Market upheaval sent investors running for the hills, but a few traders are sticking around. For the more risk-tolerant individual, there are some exchange traded funds that provide targeted growth opportunities.

Michael Bowman, portfolio manager at Wickham Investment Counsel, suggests looking into casinos, buyback stocks and spin-off names, writes Tim Shufelt for The Globe and Mail.

For example, the Market Vectors Gaming ETF (BJK) tracks casinos and resorts that derive at least half their revenue from gaming. U.S. companies make up a majority of the ETF’s holdings, but BJK also includes significant exposure to Macau, the gambling hub of Southeast Asia. [Gaming ETF Cools Ahead of Lunar New Year Revelry]

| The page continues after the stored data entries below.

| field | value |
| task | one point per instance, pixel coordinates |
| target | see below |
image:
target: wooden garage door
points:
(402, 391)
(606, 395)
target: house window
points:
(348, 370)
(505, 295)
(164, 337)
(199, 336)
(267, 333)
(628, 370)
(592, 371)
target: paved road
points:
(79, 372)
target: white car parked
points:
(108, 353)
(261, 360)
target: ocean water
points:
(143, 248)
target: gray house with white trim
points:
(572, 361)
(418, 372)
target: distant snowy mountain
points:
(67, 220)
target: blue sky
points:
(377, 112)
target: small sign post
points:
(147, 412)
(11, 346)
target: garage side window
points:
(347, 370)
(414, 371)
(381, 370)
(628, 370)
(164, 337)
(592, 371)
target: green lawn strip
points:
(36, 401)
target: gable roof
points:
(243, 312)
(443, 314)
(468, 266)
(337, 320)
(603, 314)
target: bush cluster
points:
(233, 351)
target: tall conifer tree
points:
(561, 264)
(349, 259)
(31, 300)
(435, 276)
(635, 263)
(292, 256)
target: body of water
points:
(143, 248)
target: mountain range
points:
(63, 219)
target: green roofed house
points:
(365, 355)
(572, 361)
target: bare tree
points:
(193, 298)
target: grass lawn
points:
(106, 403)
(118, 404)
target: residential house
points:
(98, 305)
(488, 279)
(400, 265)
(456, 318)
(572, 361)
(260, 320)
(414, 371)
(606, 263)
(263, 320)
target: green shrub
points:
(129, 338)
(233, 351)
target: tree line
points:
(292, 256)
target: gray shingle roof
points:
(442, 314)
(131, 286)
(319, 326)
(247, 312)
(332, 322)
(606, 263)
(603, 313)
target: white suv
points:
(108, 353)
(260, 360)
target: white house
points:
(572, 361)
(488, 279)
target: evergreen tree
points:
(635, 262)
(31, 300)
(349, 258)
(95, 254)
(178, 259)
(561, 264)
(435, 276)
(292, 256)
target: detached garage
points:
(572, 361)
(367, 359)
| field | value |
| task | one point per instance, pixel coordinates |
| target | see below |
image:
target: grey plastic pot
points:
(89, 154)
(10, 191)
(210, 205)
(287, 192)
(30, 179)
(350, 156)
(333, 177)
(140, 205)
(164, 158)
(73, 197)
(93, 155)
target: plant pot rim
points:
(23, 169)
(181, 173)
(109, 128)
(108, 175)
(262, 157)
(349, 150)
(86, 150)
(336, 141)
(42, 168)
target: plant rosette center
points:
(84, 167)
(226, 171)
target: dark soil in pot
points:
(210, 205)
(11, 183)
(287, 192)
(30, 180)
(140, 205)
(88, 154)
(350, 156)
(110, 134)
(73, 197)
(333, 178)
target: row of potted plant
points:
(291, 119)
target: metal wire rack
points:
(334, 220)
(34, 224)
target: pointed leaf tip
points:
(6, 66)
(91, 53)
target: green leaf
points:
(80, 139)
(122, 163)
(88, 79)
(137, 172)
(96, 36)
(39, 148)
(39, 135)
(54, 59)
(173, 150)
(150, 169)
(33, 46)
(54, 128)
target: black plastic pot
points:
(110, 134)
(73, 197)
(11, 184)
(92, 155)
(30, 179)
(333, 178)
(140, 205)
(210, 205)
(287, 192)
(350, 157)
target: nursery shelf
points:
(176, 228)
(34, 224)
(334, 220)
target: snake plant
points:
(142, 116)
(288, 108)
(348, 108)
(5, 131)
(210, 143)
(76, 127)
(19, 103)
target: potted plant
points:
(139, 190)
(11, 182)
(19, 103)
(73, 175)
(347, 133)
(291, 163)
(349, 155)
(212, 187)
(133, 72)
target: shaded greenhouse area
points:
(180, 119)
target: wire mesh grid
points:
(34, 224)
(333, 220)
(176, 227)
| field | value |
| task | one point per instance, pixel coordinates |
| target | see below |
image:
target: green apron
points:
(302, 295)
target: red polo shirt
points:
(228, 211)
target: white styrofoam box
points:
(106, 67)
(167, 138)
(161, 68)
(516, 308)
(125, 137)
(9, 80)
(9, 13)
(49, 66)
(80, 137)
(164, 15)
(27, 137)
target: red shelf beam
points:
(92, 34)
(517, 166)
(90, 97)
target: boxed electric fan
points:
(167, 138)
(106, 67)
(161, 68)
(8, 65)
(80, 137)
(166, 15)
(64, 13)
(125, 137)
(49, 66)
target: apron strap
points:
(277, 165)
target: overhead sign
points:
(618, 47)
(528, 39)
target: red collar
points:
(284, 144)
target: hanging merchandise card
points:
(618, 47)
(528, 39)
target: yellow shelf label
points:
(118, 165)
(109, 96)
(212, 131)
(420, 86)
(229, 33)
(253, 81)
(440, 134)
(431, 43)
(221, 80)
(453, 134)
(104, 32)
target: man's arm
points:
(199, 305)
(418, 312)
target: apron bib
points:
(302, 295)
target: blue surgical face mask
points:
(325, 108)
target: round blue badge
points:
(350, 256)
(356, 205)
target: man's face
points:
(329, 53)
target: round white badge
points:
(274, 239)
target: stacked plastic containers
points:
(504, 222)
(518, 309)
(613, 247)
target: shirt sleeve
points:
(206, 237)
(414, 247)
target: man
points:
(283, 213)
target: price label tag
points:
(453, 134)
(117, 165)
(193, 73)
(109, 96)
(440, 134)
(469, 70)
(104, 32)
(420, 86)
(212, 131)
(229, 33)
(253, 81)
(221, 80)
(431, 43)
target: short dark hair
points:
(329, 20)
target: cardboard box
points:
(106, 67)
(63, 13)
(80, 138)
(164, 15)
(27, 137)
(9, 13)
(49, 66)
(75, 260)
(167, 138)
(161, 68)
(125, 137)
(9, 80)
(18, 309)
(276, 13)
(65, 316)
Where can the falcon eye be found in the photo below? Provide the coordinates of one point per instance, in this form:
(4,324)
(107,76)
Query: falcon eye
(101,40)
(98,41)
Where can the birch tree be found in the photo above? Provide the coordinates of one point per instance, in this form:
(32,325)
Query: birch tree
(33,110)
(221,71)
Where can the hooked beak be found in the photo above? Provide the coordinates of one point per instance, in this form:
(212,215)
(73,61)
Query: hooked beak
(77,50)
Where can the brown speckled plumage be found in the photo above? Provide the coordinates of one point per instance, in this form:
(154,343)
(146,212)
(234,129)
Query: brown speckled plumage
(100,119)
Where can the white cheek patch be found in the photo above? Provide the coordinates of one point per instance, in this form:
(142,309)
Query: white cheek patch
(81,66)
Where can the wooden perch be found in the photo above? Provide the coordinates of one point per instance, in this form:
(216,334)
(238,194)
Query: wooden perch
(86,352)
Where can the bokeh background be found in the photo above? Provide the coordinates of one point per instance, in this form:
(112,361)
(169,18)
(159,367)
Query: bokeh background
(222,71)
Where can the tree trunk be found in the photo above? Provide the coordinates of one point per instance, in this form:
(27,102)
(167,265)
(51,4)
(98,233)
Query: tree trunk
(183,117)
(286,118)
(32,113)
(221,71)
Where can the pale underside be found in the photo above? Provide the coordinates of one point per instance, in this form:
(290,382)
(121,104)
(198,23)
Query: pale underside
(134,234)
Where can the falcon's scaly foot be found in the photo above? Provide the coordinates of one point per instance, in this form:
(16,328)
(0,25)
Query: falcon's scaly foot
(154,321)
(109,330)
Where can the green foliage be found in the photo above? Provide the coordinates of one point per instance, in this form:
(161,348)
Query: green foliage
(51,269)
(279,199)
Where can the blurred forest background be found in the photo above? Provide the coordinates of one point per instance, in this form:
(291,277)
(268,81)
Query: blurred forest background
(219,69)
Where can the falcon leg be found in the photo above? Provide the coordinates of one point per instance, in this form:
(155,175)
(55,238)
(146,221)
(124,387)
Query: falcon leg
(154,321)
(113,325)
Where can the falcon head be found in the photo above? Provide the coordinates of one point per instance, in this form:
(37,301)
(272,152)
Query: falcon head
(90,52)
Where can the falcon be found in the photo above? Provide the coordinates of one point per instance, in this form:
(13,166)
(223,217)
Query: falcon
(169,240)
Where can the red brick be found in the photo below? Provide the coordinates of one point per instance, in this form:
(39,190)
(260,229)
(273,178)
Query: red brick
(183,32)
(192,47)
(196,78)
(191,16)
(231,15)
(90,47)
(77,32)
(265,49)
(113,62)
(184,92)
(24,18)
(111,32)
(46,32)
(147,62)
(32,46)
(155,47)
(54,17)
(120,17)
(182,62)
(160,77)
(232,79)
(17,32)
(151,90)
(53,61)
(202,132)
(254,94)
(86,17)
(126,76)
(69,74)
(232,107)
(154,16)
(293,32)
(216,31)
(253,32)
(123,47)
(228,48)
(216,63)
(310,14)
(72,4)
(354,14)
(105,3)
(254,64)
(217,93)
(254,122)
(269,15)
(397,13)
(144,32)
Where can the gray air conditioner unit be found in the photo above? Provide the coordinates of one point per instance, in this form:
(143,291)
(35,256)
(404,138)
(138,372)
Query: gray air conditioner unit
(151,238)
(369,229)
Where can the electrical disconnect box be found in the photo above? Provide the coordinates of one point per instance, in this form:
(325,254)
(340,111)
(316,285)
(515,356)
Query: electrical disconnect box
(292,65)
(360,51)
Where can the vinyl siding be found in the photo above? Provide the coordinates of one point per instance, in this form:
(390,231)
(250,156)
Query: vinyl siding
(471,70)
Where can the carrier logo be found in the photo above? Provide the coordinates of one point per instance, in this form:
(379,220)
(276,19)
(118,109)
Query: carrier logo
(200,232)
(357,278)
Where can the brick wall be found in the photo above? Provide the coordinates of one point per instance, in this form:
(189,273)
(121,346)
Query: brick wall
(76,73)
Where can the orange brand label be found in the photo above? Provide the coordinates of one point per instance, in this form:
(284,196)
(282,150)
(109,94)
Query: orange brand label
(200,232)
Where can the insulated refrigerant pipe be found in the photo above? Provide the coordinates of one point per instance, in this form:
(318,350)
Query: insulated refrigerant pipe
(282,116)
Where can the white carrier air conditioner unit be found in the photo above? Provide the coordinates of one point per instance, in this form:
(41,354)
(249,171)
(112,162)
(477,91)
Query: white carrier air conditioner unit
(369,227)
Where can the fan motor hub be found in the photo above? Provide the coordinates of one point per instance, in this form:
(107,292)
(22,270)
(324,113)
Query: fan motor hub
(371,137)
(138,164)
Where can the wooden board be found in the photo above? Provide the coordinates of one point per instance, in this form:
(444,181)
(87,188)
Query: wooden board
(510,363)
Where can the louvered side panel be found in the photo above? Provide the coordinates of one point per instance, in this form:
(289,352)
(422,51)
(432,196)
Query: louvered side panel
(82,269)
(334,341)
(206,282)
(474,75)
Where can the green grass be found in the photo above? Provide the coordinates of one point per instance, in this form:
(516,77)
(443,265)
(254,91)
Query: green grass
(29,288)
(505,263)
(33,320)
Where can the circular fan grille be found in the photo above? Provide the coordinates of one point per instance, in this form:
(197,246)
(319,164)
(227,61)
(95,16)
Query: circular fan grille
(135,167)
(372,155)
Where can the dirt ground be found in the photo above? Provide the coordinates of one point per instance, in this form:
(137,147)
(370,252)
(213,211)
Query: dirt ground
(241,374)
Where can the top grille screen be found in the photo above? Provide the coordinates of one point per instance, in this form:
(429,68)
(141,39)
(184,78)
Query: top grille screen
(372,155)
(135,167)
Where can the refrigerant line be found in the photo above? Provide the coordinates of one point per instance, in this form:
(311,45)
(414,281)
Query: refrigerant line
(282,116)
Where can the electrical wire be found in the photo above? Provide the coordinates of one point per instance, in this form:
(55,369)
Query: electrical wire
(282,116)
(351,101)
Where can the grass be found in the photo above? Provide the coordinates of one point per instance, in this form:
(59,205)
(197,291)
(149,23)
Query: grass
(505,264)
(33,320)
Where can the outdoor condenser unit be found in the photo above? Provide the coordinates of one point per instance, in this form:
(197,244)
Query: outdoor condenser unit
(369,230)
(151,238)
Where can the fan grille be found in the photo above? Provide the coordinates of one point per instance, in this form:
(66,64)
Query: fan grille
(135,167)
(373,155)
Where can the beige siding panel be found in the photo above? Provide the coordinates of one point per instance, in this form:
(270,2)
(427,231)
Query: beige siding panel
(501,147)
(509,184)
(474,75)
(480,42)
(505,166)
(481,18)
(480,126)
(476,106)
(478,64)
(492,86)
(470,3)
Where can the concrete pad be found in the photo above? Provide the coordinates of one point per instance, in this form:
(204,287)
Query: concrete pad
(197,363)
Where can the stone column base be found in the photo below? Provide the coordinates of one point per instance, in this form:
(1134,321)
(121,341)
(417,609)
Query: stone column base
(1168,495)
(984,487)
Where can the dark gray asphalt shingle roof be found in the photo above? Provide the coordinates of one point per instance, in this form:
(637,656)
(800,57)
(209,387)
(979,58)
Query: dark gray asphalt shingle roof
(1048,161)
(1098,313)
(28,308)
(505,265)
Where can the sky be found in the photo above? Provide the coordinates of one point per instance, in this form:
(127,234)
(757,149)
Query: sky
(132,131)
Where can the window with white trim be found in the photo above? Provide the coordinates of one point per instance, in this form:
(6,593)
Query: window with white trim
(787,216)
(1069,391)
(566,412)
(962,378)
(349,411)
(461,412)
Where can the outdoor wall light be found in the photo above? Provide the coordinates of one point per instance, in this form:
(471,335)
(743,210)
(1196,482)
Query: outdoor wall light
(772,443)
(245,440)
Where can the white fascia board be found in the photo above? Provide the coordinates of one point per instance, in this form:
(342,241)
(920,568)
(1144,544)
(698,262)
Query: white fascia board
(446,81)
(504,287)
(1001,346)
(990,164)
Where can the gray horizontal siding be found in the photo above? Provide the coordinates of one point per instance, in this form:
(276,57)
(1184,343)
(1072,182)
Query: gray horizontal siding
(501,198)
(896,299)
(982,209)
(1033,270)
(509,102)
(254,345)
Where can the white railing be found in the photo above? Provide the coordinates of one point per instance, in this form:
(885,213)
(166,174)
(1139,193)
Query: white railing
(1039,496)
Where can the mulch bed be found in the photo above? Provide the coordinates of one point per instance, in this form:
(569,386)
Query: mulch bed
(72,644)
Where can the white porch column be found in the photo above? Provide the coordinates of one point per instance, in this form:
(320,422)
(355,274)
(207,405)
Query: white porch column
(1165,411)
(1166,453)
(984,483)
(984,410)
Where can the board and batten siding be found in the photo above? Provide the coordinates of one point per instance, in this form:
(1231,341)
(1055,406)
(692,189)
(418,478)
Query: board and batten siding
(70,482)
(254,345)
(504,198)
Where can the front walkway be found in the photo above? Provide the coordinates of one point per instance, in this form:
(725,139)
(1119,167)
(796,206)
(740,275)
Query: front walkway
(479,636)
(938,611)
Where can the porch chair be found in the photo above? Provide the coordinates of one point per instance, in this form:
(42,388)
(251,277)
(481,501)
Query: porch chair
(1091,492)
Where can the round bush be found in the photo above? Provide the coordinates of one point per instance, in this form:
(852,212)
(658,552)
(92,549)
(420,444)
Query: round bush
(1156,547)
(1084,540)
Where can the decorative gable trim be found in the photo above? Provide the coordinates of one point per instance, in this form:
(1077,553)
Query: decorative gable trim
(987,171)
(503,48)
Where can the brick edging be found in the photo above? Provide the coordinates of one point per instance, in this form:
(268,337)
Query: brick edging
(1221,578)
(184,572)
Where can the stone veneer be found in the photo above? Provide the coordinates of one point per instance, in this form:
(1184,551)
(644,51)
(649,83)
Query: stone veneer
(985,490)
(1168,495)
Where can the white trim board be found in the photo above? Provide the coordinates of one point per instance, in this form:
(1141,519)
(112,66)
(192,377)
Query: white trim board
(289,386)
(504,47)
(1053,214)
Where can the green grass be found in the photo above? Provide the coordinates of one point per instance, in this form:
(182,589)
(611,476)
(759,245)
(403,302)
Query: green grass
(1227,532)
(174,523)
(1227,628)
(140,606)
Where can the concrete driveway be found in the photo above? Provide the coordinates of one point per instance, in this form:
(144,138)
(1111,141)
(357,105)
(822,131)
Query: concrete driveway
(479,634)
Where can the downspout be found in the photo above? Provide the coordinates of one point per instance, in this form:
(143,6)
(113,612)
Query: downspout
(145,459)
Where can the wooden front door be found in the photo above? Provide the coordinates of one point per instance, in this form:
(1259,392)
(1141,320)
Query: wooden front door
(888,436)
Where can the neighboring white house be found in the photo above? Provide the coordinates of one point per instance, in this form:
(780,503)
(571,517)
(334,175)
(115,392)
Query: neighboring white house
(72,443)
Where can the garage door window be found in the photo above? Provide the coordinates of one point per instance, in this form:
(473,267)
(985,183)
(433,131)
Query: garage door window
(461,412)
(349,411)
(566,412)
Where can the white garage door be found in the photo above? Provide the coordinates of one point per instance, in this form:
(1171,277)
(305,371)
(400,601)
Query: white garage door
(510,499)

The PowerShares Dynamic Buyback Achievers Portfolio (PKW) includes a portfolio of stocks that have reduced outstanding shares by at least 5% over the past year. Share buybacks have been a popular way for companies to utilize extra cash reserves to add value to their share price. [Float Shrink ETF Capitalizes on Market Shrinkage]

The Guggenheim Spin-Off ETF (CSD) tracks companies that have “spun off” from a parent company within the past 30 days, but no older than six months. “Numerous academic studies suggest that most spinoff companies have experienced significant capital appreciation,” Bowman said. [ETFs for Your Inner Icahn]

Deborah Frame, vice president of investments at Cougar Global Investments, also suggests taking a look at small-cap companies. For instance, the iShares Core S&P Small-Cap ETF (IJR) provides a exposure to the “continuing recovery of the U.S. economy,” Frame said.